AINode discovers peers automatically via UDP broadcast on port 5679. Once discovered, the master can shard one large model across all GPUs using tensor-parallel inference over NCCL.

**Verified: 4× DGX Spark, 487 GB aggregated VRAM, NCCL over RoCE at 200 Gbps.**

## Step 1: Install on each node

```bash theme={null}
# Master node
curl -fsSL https://ainode.dev/install | bash -s -- --job master

# Each worker node
curl -fsSL https://ainode.dev/install | bash -s -- --job worker
```

## Step 2: Open the cluster UI

Navigate to `http://<master-ip>:3000` → **Cluster** tab.

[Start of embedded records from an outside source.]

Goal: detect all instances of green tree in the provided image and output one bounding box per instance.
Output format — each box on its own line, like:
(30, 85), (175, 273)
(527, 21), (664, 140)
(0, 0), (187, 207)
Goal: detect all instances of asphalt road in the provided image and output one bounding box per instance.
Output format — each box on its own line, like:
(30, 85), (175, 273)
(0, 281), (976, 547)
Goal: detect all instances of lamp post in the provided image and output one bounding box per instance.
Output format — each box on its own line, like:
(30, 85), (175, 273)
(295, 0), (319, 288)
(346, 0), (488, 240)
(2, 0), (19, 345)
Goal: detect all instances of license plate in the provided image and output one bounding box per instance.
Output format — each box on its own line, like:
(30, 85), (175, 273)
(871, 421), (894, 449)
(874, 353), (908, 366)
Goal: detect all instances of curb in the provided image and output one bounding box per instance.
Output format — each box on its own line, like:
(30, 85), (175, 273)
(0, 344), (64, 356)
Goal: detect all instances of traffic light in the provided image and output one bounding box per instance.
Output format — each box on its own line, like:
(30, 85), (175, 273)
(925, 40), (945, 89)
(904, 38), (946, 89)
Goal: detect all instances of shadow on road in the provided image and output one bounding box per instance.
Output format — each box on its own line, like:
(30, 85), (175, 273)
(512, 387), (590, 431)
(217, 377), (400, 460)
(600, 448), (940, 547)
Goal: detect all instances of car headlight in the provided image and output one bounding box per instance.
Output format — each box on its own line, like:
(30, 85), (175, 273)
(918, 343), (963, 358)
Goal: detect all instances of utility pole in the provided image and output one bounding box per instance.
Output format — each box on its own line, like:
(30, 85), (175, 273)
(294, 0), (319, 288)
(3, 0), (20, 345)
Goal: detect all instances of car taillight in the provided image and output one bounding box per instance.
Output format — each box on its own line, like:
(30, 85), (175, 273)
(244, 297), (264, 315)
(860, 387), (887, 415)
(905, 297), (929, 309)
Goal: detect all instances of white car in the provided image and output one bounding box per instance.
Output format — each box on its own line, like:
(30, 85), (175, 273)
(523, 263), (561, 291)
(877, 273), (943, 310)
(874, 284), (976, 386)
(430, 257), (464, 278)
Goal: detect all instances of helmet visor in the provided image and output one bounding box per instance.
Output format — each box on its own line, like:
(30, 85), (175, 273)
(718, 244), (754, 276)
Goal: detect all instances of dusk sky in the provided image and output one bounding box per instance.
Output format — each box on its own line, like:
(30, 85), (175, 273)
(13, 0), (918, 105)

Nodes appear automatically as they start broadcasting.

## Step 3: Launch distributed inference

1. Go to **Config** → **Cluster**
2. Set **Minimum Nodes** to the desired count
3. Pick **Tensor Parallel** mode
4. Click **Launch**

The master SSHes into each worker, forms a Ray cluster, and starts vLLM with TP=N.

## Network requirements

| Requirement                          | Why                                           |
| ------------------------------------ | --------------------------------------------- |
| Passwordless SSH between nodes       | eugr's launcher SSHes into each peer          |
| One NIC per cluster subnet           | Multi-NIC routing ambiguity causes NCCL hangs |
| UDP port 5679 open on cluster subnet | Peer discovery                                |
| TCP ports 6379, 10001–10009, 29500   | Ray + NCCL rendezvous                         |

<Warning>
  Use the direct fabric NIC (ConnectX-7 / `enP2p1s0f1np1`) for NCCL, not Tailscale. Tailscale adds \~2ms RTT which degrades throughput significantly.
</Warning>

## VRAM reference

| Nodes   | Aggregated VRAM | Largest model        |
| ------- | --------------- | -------------------- |
| 1× GB10 | 122 GB          | Llama 3.1 70B (fp16) |
| 2× GB10 | 244 GB          | Llama 3.1 70B (fp16) |
| 4× GB10 | 487 GB          | Llama 3.1 405B (AWQ) |

## Troubleshooting

**Ray placement group hangs indefinitely**\
More than one NIC has an IP on the cluster subnet. Remove the extra IP or set `NCCL_SOCKET_IFNAME` explicitly in the cluster config.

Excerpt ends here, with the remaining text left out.